Ultimate Spider-Man #18

   If in Star Wars, if instead of getting his ass handed to him just like what occurred in The Empire Strikes back he swiftly defeated Vader with no effort at all we would have a situation where all that tension, all the buildup for how evil the bad guy was would be all for naught. When you’re building up a villain you have to make them a villain worth defeating so it is wise to have a confrontation with that villain where you initially fail.   Peter fails miserably this issue. Since he survives the ordeal that is not necessarily a bad thing because in failure we can learn a lot. He’s learned some valuable lessons so far but the fact remains that in his particular profession there is still much for someone in his position to learn. Situations aren’t always so black and white as folks may make you believe.

   One big lesson Peter needs to learn and learn fast is to not dive into the deep end of the pool if he doesn’t know what is waiting for him. Even 18 issues in we find him making decisions that are just foolhardy and quite ignorant. If you have no clue the strength of the person you want to face off against, what sense does it make for you to just drop in and start making fun of the guy. Peter learned quickly that Doctor Octopus physically outmatched him in most every way, most importantly with the ability to break his webbing. It’s little things like this that show you just how out of his element Peter is in. Another person would have done what they could to prepare for any and all circumstances that come their way. He should have stress tested the webbing apart from seeing if it could hold his weight. This is a lesson learned on his part for the future and something that he will not soon forget.

   It is interesting seeing the progression of Spider-Man in the Ultimate universe compared to how he evolved in the original Marvel Universe. Up till this point in Earth-616, Peter Parker was pretty much the ass kicking person we all know today. There wasn’t too much of a learning curve for him. One day, he was Spider-Man. That didn’t mean he breezed through every encounter with bad guys like nothing happened. Some challenged him along the way and tested him to his very limits. But there wasn’t much of a learning curve he had to endure.

   The Ultimate Universe has been quite different. While the parent in me is cringing at some of the foolhardy things Peter is doing to honor his Uncle, I appreciate that Peter is learning from his mistakes, even if those mistakes bring him one step closer to death. So far he has not made the same mistake twice.

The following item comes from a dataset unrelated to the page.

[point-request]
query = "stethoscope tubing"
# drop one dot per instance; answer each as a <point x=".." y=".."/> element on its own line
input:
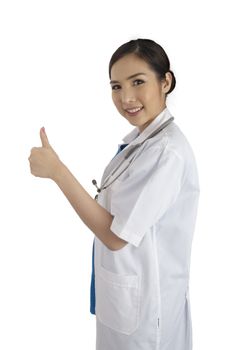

   We also spend some time this issue exploring what could potentially happen to Peter if others found about him being Spider-Man. Another good element of the Ultimate Universe so far has been the fact that we’ve been exploring the results of actions the heroes and villains meet during their rumblings with each other. As a reader, logic does creep in your head when you’re reading stories like this. You do ask yourself how are people not noticing that a fifteen year old boy appears to be getting beat on a regular basis? He’s a nerd in school so shouldn’t Aunt May be a little more concerned that he has more bumps and bruises than a kid that age should? Wouldn’t teachers or school officials start getting suspicious and consider calling the authorities? You would think that a kid who lives with his Aunt and Uncle and having the Uncle brutally murdered like Uncle Ben was in front of Aunt May would be someone who would be a prime candidate for an elder to lose it and start whaling on Peter for no good reason. Having Peter fight the people he does without bumps or bruises that he has to explain is unrealistic. I am glad Brian Bendis is addressing this by having the closing panel of the issue have Aunt May coming down into the basement where Peter had just been with Mary Jane, who was bandaging him up after his fight with Doc Ock. That panel introduces a level of reality that was missing from the original stories up to this point, 18 issues in. Yes, there is some level of disbelief in these stories and you do have to check your brain at the door because this is not a documentary. But once elements that occur during a normal life happen in ways that we know cannot possibly happen, the reader is left on the outside looking in to a bad story.

Bottom Line:

   We are one more issue into this story detailing Peter’s first real encounter with Doctor Octopus. So far things are coming along quite nice. Are there things to nit pick about? Of course. I do think there are some elements of the story so far that are not up to where they need to be especially when it is coming to the motivation for Doctor Octopus. Why is he doing what he is doing? What made him single out the energy station? What is his end game? What is he working toward? Answering that he is just nuts is the wrong answer. Regardless of his mental state, in a story like this there has to be some motivation for people doing what they are doing. If your villain is doing things just cause, there is not coherence to the story. While it could be argued that I should have a little patience and wait for everything to play out, I argue that there could be a lot more explanation for what Doctor Octopus is doing. We are lacking that and that is making me as the reader a little confused as to why he is doing what he’s doing.

   The art was pretty solid this issue. I really enjoyed the level of scope that Mark Bagly was able to create in this story. When they had exterior scenes, you felt you were outside in a real environment. Internal scenes felt like they were occurring in real buildings that were either big or small. While the artwork can’t always be classic, when the little things like this are done well it goes a long way towards making your reading time enjoyable. This is a lot like the Star Wars Prequels in a way. The story so far has not been the best but there is always something going on that will keep your interest.